ADF Senior Counsel Jeremy Tedesco had this to say:
"The administration shouldn’t condition the ability of women to receive an education on their willingness to shower with members of the opposite sex. On behalf of North Carolina students and families—and by extension all students and families across the nation affected by the DOJ’s and DOE’s overreach—we have filed suit to stop both agencies from bullying schools and universities. The agencies must stop using falsehoods about what federal law requires to threaten student access to educational opportunities and financial assistance."
Here are two points from Tedesco worth expanding on: First, he notes that ADF filed suit on behalf of North Carolina students and families. In light of that, we should listen to what students have to say:
The second point comes from the last sentence, where Tedesco mentions agencies threatening student access and financial assistance. We'll pull in some help from The Federalist, where David Harsanyi wrote all about how the federal government is comparing the North Carolina issue to the civil rights fight:
"Likening a spat over biologically segregated boy/girl bathrooms to the genuine, violent, systematic, state-sponsored, society-wide bigotry that took place in this country for a century is both intellectually and morally corrupt. It’s not all a continuum. Yet this administration peddles these kinds of risible comparisons in the cause of self-aggrandizement all the time. Hans Fiene has coined it Selma envy."
You see, making a bad comparison to something nobody wishes to defend amounts to intellectual bullying. After all, everybody agrees that systemic oppression, particularly the sort that happened with Jim Crow laws, was evil. So if you can rhetorically link that plain evil to ordinary, common-sense laws today, people will feel no choice but to oppose them. Nobody wants to align themselves with the Klan.
And so, when the federal government employs this sort of rhetoric, it appears that the government only wants to silence dissenters, no matter how reasonable.
Christian Colleges Should Be Free to Remain Christian
Somehow, that headline might be considered contentious.
Over at Public Discourse, Adam J. MacLeod points to the difference between Vanderbilt University and Gordon College, two schools with differing viewpoints on the topic of "discrimination" and "religious student groups."
Vanderbilt famously decided that "Christian student groups that hold traditional Christian religious views are not welcome on campus. They will no longer be recognized as valid student organizations."
But Vanderbilt has that right. They are legally allowed to make decisions about which groups they wish to encourage on campus; they aren't a public institution, after all.
And so should Gordon College have the same rights. Namely, the school should be allowed to be differently excellent.

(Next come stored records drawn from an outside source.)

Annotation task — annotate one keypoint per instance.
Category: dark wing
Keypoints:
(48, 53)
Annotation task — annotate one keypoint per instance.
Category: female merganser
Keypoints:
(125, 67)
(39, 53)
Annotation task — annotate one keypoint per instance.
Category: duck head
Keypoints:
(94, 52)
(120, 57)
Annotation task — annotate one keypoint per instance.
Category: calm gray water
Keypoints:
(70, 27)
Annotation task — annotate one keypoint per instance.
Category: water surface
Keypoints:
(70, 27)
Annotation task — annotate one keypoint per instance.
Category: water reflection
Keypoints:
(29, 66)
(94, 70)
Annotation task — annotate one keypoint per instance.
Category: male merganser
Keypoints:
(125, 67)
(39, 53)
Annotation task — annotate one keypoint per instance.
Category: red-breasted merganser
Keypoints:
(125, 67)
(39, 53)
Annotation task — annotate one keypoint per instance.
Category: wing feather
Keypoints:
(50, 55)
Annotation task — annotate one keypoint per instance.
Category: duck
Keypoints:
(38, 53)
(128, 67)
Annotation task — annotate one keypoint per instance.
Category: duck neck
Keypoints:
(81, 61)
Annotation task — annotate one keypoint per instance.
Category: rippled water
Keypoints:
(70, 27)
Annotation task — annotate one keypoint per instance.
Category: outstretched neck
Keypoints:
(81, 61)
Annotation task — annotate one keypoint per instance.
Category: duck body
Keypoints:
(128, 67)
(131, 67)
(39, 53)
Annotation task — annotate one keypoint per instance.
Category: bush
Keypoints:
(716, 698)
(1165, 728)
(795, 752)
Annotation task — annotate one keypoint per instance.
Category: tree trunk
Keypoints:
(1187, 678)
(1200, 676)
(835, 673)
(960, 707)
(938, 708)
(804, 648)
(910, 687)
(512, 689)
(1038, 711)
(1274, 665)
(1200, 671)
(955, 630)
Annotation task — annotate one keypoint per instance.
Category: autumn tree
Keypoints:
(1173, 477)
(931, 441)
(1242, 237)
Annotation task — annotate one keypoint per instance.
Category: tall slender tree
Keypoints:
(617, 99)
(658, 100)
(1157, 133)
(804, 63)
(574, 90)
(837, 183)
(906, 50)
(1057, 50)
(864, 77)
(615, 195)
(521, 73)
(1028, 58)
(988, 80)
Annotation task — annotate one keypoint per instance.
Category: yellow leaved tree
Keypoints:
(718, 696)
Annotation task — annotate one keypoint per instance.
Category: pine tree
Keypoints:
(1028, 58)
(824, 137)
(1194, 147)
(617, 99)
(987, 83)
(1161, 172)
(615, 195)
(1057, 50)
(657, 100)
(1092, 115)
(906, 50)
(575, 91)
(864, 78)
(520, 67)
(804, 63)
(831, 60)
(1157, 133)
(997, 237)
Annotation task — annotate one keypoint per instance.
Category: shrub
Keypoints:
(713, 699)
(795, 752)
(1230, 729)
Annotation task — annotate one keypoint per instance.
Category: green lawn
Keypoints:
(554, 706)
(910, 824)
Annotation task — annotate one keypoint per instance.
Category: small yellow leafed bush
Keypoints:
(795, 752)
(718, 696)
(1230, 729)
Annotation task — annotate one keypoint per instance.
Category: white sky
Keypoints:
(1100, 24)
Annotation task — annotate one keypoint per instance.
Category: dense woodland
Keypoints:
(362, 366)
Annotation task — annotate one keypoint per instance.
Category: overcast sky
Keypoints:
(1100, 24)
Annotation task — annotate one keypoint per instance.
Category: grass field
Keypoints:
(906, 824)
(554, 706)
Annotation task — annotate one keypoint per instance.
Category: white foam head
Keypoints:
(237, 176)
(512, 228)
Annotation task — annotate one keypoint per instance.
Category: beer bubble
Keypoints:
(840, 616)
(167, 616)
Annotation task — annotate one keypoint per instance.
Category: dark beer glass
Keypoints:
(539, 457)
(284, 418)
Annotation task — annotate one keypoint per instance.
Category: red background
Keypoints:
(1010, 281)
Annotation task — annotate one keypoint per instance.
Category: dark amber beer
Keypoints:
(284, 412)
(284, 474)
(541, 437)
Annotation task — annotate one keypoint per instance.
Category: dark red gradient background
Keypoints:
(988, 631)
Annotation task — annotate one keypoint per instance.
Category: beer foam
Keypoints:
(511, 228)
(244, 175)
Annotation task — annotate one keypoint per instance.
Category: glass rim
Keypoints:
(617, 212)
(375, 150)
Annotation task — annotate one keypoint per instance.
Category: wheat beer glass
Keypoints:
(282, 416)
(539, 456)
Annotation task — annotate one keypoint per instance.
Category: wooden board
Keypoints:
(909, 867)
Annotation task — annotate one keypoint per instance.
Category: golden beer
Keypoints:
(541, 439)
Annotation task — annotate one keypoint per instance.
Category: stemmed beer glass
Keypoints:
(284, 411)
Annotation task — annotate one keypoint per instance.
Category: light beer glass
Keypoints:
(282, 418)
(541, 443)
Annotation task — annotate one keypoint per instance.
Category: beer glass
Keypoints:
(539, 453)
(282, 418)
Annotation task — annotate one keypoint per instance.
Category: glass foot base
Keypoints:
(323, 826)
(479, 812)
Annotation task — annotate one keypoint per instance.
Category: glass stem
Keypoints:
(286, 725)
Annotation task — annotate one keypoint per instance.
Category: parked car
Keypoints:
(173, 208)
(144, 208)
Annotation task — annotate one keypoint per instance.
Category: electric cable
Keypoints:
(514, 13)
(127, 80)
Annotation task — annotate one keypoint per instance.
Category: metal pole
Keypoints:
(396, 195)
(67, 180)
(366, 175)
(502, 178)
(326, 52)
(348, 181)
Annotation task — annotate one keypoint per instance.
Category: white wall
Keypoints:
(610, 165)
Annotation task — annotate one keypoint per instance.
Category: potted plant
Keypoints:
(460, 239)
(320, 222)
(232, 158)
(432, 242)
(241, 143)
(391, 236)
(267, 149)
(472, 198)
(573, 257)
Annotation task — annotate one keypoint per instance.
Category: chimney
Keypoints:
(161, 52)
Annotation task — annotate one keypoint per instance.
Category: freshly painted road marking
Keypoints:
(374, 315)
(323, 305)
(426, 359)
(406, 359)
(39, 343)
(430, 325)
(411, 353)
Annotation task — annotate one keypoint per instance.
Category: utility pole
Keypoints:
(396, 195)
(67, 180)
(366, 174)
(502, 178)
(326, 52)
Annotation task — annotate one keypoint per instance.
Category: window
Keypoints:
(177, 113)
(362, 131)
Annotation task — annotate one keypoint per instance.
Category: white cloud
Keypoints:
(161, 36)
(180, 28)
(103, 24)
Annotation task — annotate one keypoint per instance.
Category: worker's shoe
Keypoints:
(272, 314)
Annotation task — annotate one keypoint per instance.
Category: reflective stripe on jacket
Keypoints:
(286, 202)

"The mission of Gordon College is quite different from the anti-Christian commitments of Vanderbilt University. As all Gordon College alumni of my generation remember by heart, 'Gordon College strives to graduate men and women distinguished by intellectual maturity and Christian character, committed to a lifestyle of servanthood and prepared for leadership roles in their homes, workplaces, churches and communities.' The statement has been amended slightly over the years, but remains the same in substance."
Our society should have room for both sorts of schools, if we are actually committed to any sort of diversity.